"We have a whole new line of MacBooks," Dave Moody, Apple's vice president of worldwide Mac product marketing, said in an interview. "The new feature is the Core 2 Duo [processor]. We now have Core 2 Duo across our entire [portable] product line."
The move follows by two weeks Apple's to the same processor from Intel Corp. Those models, however, user faster versions of the Core 2 Duo than the chips used in the MacBooks announced Wednesday.
Although the clock speeds offered in the updated MacBooks have not changed, Moody said the newer chips are faster than their predecessors, offering a speed boost of up to 25% depending on which applications are being used. Apple's MacBooks offer two versions of the Core 2 Duo: a 1.83-GHz processor with 2MB of Level 2 cache in the entry-level MacBook and a 2-GHz version with 4MB of Level 2 cache in the two higher-priced models. Both are dual-core, 64-bit processors.
Moody also noted that Apple has doubled the standard RAM in its midrange and top-end MacBooks, which sell for $1,299 and $1,499, respectively. Both come with 1GB of RAM; the $1,299 version has an 80GB hard drive and comes in white, while the most expensive MacBook offers a 120GB hard drive and comes in black. The entry-level model, also white, sells for $1,099, and comes with 512MB of RAM and a 60GB hard drive. It has a Combo drive that burns CDs and plays DVDs; the pricier models come with a SuperDrive that burns and plays both CDs and dual-layer DVDs.

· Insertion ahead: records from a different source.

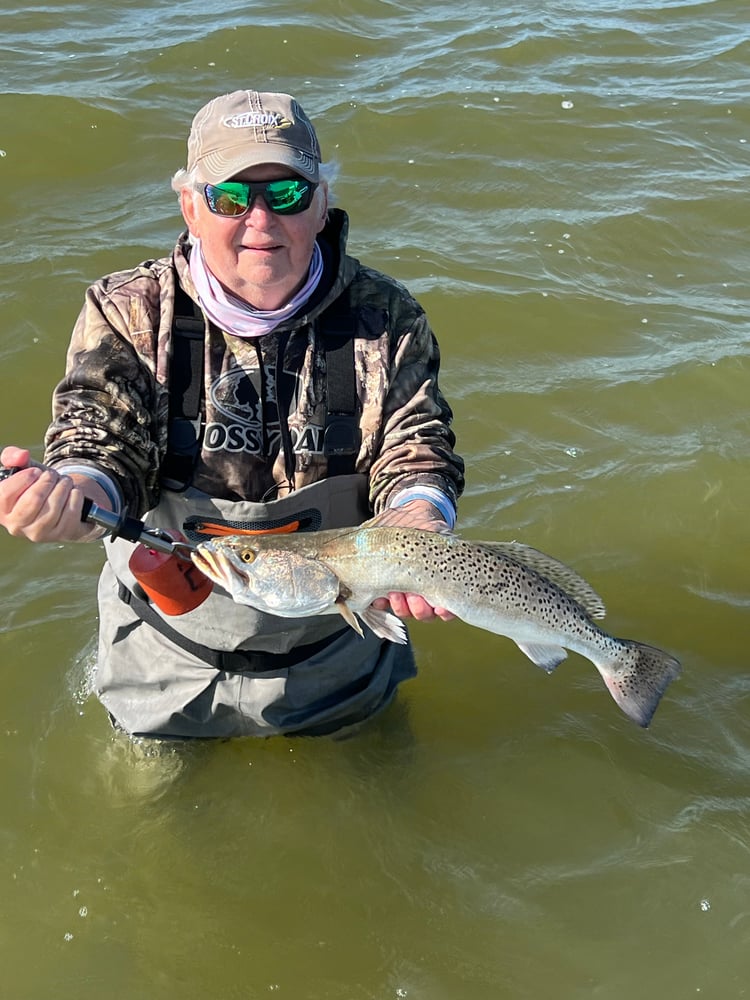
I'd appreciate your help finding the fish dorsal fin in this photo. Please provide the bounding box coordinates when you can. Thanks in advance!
[478,542,607,618]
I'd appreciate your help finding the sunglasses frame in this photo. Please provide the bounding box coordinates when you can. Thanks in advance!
[201,177,318,219]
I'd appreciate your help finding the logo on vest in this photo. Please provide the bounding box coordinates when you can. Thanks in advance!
[222,111,293,128]
[203,367,323,457]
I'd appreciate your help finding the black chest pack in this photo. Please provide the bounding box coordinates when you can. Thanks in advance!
[161,284,382,491]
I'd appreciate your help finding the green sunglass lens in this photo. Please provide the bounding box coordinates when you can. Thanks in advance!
[206,184,248,215]
[204,178,317,216]
[265,180,310,215]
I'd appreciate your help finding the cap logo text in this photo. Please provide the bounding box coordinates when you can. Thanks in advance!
[222,111,292,128]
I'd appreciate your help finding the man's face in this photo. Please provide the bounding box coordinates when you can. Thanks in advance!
[180,163,328,309]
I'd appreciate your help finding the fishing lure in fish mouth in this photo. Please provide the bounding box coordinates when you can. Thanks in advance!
[192,521,681,726]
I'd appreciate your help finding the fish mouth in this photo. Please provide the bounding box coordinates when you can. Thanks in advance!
[190,545,247,589]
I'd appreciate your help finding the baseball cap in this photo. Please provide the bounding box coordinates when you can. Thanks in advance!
[187,90,321,184]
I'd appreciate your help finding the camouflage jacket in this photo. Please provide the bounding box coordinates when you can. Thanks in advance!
[45,209,463,517]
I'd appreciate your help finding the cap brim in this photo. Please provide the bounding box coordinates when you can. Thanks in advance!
[196,142,320,184]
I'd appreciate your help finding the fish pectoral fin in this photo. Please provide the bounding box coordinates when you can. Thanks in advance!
[359,604,408,646]
[516,642,568,674]
[336,596,365,639]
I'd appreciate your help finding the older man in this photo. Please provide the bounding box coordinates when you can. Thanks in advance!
[0,90,463,737]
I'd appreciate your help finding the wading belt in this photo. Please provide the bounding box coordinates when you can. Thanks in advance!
[161,282,361,491]
[114,580,348,673]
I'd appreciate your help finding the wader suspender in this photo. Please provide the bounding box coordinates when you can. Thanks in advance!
[161,283,362,491]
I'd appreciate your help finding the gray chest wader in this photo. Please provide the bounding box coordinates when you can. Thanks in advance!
[94,288,416,737]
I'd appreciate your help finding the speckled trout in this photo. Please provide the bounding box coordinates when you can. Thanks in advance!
[192,522,680,726]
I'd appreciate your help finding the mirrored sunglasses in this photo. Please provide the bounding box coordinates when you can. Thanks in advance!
[203,177,318,218]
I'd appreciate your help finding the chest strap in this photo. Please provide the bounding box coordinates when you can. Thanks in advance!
[114,580,347,673]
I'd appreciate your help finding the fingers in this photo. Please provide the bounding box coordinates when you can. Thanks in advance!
[0,466,81,542]
[373,591,456,622]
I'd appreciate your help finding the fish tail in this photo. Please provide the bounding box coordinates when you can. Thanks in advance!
[597,639,681,728]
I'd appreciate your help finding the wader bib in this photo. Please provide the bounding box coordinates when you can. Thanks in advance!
[94,474,416,737]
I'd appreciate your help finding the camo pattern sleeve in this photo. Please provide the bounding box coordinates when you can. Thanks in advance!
[45,258,174,515]
[351,267,464,513]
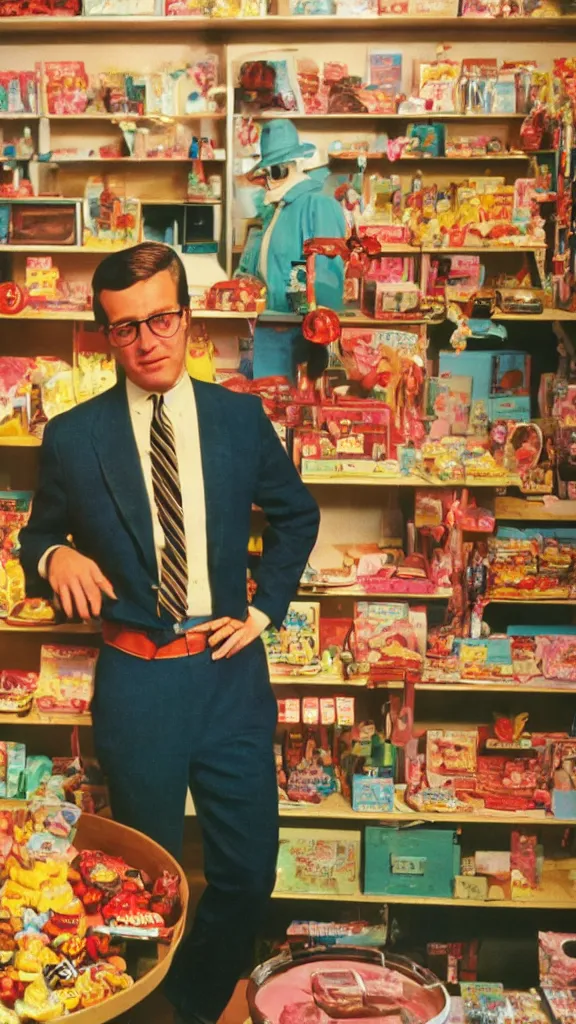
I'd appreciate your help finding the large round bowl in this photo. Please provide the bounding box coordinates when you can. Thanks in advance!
[247,946,450,1024]
[45,814,189,1024]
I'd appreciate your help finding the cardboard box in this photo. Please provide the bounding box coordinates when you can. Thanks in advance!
[364,826,460,898]
[454,874,488,900]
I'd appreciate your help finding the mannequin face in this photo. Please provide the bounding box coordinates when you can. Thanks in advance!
[263,164,298,193]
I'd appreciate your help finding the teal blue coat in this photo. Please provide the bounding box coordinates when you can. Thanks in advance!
[238,178,345,312]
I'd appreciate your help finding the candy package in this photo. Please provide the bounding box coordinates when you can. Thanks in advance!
[0,669,38,715]
[0,490,32,618]
[36,644,98,715]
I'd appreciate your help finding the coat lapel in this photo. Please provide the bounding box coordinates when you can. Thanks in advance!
[192,380,232,567]
[92,379,158,580]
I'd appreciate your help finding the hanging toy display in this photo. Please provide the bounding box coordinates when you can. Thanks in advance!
[302,239,348,345]
[0,281,28,316]
[446,302,472,352]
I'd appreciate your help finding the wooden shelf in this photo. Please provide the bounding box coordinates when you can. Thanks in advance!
[251,112,526,124]
[0,243,132,256]
[494,498,576,522]
[492,309,576,324]
[420,242,546,255]
[0,618,101,635]
[0,15,576,36]
[47,157,201,164]
[270,670,366,689]
[44,111,227,123]
[302,473,520,487]
[271,672,576,696]
[272,888,576,910]
[0,709,92,728]
[0,436,42,447]
[298,587,452,601]
[487,591,576,607]
[0,307,251,319]
[328,151,534,164]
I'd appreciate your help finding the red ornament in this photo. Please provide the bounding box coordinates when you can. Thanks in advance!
[302,306,341,345]
[0,281,28,316]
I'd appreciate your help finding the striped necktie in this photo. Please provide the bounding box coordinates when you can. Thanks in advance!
[150,394,188,622]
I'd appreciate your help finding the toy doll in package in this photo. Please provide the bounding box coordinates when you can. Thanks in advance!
[36,644,98,715]
[0,490,32,618]
[42,60,89,114]
[263,601,320,670]
[84,177,141,249]
[354,601,422,672]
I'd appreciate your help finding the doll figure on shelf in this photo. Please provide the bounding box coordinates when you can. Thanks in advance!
[334,181,363,236]
[238,118,346,379]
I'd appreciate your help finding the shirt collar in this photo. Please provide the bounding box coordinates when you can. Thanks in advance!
[126,371,193,413]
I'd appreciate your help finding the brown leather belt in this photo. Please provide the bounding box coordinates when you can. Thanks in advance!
[102,623,208,662]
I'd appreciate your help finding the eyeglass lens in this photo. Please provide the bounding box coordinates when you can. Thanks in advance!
[108,309,183,348]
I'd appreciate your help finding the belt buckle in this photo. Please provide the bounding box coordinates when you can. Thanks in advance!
[184,630,199,655]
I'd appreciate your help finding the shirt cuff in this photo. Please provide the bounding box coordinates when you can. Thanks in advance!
[248,605,270,633]
[38,544,66,580]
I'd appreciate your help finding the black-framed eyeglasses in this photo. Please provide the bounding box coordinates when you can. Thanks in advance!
[106,307,184,348]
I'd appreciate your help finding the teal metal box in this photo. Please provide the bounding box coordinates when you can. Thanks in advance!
[364,826,460,897]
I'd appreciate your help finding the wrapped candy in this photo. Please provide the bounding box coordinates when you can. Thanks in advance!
[14,975,63,1024]
[150,871,180,925]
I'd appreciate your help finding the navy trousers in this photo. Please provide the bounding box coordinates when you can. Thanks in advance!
[92,640,278,1021]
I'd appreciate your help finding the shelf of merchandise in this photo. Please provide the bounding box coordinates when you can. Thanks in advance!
[272,888,576,910]
[298,587,452,601]
[0,14,576,41]
[280,793,576,827]
[302,473,520,488]
[0,305,565,321]
[0,709,92,727]
[271,672,576,695]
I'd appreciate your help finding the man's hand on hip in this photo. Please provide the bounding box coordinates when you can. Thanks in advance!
[48,546,116,620]
[191,608,270,662]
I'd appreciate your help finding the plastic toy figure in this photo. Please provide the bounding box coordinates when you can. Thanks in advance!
[239,119,346,378]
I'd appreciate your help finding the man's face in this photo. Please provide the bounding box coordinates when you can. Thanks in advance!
[99,270,189,393]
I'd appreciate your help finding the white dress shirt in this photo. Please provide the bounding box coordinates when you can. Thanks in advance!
[126,374,212,615]
[38,374,270,630]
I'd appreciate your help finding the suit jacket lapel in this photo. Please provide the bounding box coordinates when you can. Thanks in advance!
[92,379,158,580]
[192,380,226,567]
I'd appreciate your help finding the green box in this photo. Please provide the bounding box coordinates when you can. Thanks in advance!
[364,827,460,897]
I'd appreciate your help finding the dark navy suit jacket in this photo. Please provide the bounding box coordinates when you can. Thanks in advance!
[20,380,319,630]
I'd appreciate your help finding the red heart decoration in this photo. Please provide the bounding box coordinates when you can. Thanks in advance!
[0,281,28,316]
[302,306,341,345]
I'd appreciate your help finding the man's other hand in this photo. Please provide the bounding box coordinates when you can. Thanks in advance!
[48,547,116,621]
[191,608,270,662]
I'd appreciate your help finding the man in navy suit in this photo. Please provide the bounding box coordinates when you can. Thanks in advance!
[20,243,319,1024]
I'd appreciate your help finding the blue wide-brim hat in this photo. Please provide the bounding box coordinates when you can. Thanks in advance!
[252,118,316,171]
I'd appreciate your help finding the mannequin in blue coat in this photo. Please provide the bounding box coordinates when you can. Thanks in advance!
[238,119,345,378]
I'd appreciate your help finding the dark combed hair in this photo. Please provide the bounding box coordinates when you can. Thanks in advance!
[92,242,190,327]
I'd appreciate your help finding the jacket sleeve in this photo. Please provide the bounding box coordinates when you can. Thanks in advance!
[19,420,72,597]
[306,194,346,309]
[253,407,320,628]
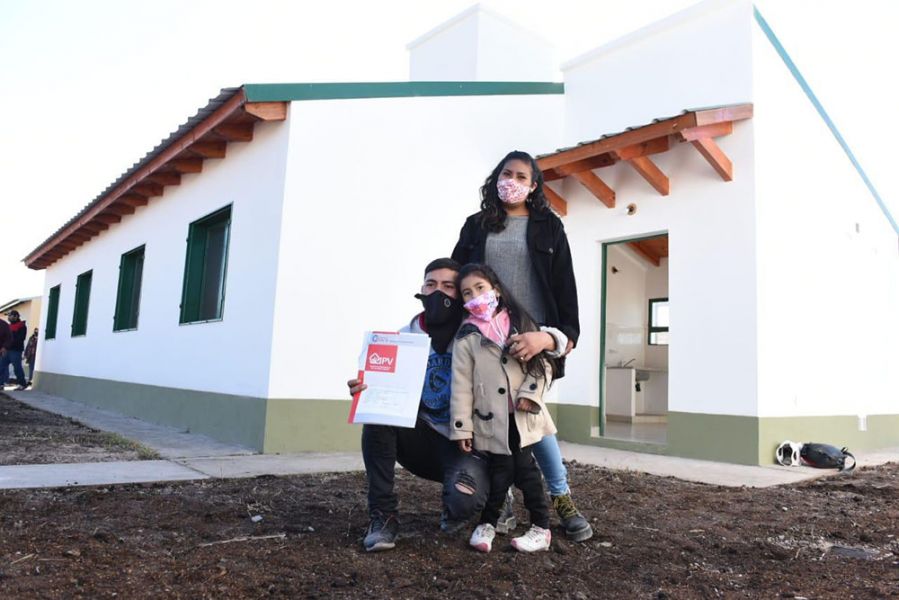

All three models can be configured with up to 2GB of RAM and either a 160GB or 200GB hard drive. The 200GB hard drive spins at 4,200 rpm; the other hard drives spin at 5,400 rpm. All three also feature a 13.3-in. glossy widescreen LCD, shared integrated graphics; 802.11g wireless networking capabilities, Bluetooth 2.0 and a built-in iSIght Web cam.